5.1 Policy 1: Capping Salaries at Mayoral Level

5.1.1 Compute the Mayor’s salary per year

Show Code 💡
mayor_salary <- payroll_data %>%
  filter(title_description == "Mayor") %>%
  select(fiscal_year, total_compensation)
datatable(mayor_salary, options = list(scrollX = TRUE))

5.1.2 Identify High Earners

Show Code 💡
high_salaries <- payroll_data %>%
inner_join(mayor_salary, by = "fiscal_year", suffix = c("_emp", "_mayor")) %>%
filter(total_compensation_emp > total_compensation_mayor)

5.1.3 Total Savings

Show Code 💡
total_savings <- sum(high_salaries$total_compensation_emp - high_salaries$total_compensation_mayor, na.rm = TRUE)

datatable(
  high_salaries %>%
    select(fiscal_year, first_name, last_name, title_description, agency_name, total_compensation_emp, total_compensation_mayor) %>%
    slice_head(n = 100),  
  options = list(scrollX = TRUE)
)

5.2 Policy 2: Increasing Staffing to Reduce Overtime Expenses

5.2.1 Calculate total overtime

Show Code 💡
overtime_reduction <- payroll_data %>%
group_by(agency_name, title_description) %>%
summarize( total_overtime_hours = sum(ot_hours, na.rm = TRUE), full_time_equivalent_needed = total_overtime_hours / 2000 ) %>% arrange(desc(total_overtime_hours))
datatable(overtime_reduction, options = list(scrollX = TRUE))

5.2.2 Total Potential Savings

Show Code 💡
overtime_savings <- payroll_data %>%
group_by(agency_name, title_description) %>%
summarize( overtime_cost = sum(1.5 * base_salary * ot_hours, na.rm = TRUE),
regular_cost = sum(base_salary * (ot_hours / 40), na.rm = TRUE),
potential_savings = overtime_cost - regular_cost ) %>%
arrange(desc(potential_savings))
datatable(overtime_savings, options = list(scrollX = TRUE))

5.2.3 Total Agency Savings

Show Code 💡
agency_savings <- overtime_savings %>%
group_by(agency_name) %>%
summarize( total_overtime_cost = sum(overtime_cost, na.rm = TRUE),
total_regular_cost = sum(regular_cost, na.rm = TRUE),
total_savings = sum(potential_savings, na.rm = TRUE) ) %>%
arrange(desc(total_savings))
datatable(agency_savings, options = list(scrollX = TRUE))

5.3 Policy 3: Overtime Reduction Through Strategy Hiring

5.3.1 Overview

Many NYC agencies rely heavily on overtime (OT) to compensate for staffing shortages, significantly inflating payroll costs.
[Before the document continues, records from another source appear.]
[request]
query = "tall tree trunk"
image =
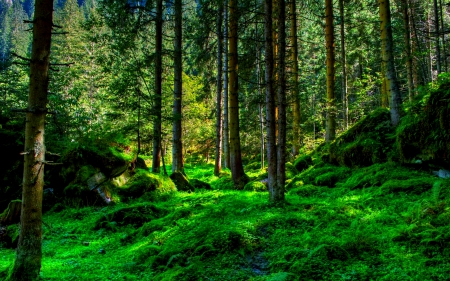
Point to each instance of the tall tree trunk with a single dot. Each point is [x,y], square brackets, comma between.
[226,128]
[331,96]
[218,160]
[157,110]
[277,194]
[444,51]
[296,110]
[436,28]
[237,170]
[29,251]
[388,56]
[270,99]
[177,146]
[344,65]
[409,69]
Instead of paying excessive overtime wages, the city could hire additional employees to reduce OT dependency.

Analysis Steps:

  1. Identify High-Overtime Employees
  2. Compare Costs
  3. Potential Savings
  4. Recommendation

5.3.2 Identify High-Overtime Employees

Find employees with excessive overtime hours (e.g., more than 500 OT hours per year).

Show Code 💡
high_overtime_employees <- payroll_data %>%
filter(ot_hours > 500) %>%
group_by(title_description, agency_name) %>%
summarize( avg_overtime_hours = mean(ot_hours, na.rm = TRUE),
total_overtime_pay = sum(total_ot_paid, na.rm = TRUE), num_high_overtime_employees = n(),
avg_base_salary = mean(base_salary, na.rm = TRUE) ) %>%
arrange(desc(total_overtime_pay))
datatable(high_overtime_employees, options = list(scrollX = TRUE))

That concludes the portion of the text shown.